Quando chegar a hora
estaremos prontos para morrer”
Assim se inicia a música Afraid to Shoot Strangers, escrita por Steve Harris da banda Iron Maiden, acerca da guerra do Golfo. Assim, basicamente, se inicia e se mantém por 1h30 a nova produção de Doug Liman, Na Mira do Atirador.
Muitos são os filmes que contam uma história em uma só locação. Narrativas nas quais os protagonistas estão impedidos de sair dali, como se fadados ao castigo de Prometeu. Os efeitos no espectador são imediatos: a sensação que o personagem passa é sentida facilmente por aquele que o acompanha; claustrofobia ou aprisionamento, por vezes, incomodam deveras. Sem pensar demais, conseguimos, sem dificuldade, elencar os seguintes títulos como exemplos: “Uma Simples Formalidade“, de Giuseppe Tornatore (este, uma obra-prima da cinematografia mundial), “Enterrado Vivo” de Rodrigo Cortés, “12 Feet Deep” de Matt Eskandari, “Deus da Carnificina” de Roman Polanski, entre algumas dezenas de outros. Na Mira do Atirador, estreando hoje, segue esta proposta.
A sinopse é bem simples: dois atiradores americanos (Aaron Taylor-Johnson e John Cena) estão há 20 horas camuflados em um ponto específico do Iraque, de frente para um muro, espécie de barricada que, teoricamente, esconde um haji (termo usado pelos soldados para se referirem aos muçulmanos insurgentes). A visão que eles tem, de longe, é a de alguns combatentes dos Estados Unidos fuzilados. A partir da análise minuciosa da cena, ventilam a hipótese de aquele massacre ter sido feito por um único e talentoso sniper profissional. Incomodados com o calor da região, com a espera por (aparentemente) nada, o sargento Matthews (Cena) se põe a caminhar até o muro, revelando seu disfarce entre as pedras. Quando, porém, se aproxima do local, é alvejado e cai, ainda vivo. Isaac (Johnson) corre para socorrer o colega, entrincheirando-se nos escombros daquela antiga parede.

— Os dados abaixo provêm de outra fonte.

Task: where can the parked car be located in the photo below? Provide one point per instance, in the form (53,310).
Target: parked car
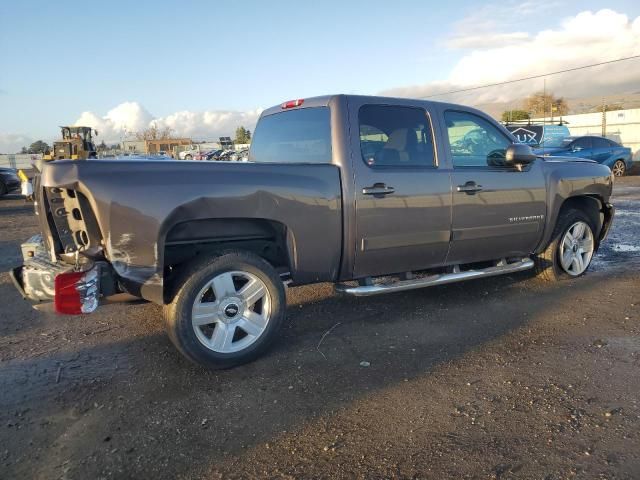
(607,152)
(376,194)
(243,155)
(9,181)
(213,154)
(226,156)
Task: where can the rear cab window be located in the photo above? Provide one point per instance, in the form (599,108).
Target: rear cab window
(295,136)
(395,136)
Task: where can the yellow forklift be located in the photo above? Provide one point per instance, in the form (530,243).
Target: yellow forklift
(76,144)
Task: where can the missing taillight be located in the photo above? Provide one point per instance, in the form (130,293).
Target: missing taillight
(293,103)
(76,292)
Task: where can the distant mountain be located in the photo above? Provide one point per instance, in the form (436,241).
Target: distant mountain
(576,105)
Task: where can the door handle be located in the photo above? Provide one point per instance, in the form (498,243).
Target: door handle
(378,189)
(469,188)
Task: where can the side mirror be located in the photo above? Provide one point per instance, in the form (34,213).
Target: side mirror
(519,154)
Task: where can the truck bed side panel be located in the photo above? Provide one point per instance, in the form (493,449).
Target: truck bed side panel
(136,203)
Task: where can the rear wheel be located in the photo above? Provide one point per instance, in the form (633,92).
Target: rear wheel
(228,310)
(571,249)
(619,168)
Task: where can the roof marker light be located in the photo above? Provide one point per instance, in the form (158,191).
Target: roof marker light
(292,103)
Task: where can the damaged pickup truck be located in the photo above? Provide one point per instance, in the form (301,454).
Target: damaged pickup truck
(375,194)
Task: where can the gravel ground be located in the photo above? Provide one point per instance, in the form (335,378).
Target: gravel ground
(499,378)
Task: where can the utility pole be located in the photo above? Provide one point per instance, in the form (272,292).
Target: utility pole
(604,118)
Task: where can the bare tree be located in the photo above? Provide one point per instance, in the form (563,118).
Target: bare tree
(155,133)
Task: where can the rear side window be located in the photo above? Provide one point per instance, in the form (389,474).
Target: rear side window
(601,143)
(295,136)
(392,136)
(583,143)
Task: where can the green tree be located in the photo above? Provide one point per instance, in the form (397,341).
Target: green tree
(242,135)
(38,147)
(513,115)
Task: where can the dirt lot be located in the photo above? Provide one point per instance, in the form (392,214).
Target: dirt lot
(500,378)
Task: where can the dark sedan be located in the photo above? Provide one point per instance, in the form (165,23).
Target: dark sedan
(618,158)
(9,180)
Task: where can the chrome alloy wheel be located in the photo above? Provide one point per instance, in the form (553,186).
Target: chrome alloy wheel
(618,168)
(576,249)
(231,311)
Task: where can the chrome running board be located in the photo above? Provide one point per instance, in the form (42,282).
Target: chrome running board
(500,268)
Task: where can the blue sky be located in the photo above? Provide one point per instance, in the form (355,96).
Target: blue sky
(61,58)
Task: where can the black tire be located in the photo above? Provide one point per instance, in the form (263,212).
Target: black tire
(619,168)
(178,313)
(547,263)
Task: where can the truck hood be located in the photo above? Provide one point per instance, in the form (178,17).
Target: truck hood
(566,159)
(550,150)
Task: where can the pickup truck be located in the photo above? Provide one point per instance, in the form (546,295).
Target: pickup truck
(375,194)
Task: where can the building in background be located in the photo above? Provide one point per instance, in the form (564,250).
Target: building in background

O conflito está, portanto, definido. Isaac precisa garantir a segurança do sargento, enquanto tenta sobreviver à mira do desconhecido. Ao tentar se comunicar com a central, o muçulmano intercepta sua linha e começa um jogo ideológico e militar. De um lado, a troca de tiros; de outro, a troca de acusações. O especialista escondido começa a despir Isaac de sua vida e de suas convicções. Enquanto discutem a invasão norte-americana e aspectos culturais de cada qual, um tenta vislumbrar o próximo movimento do outro para sair vencedor. A tensão paira. O americano tem pouco tempo, pois o corpo não resistirá aos ferimentos a longo prazo.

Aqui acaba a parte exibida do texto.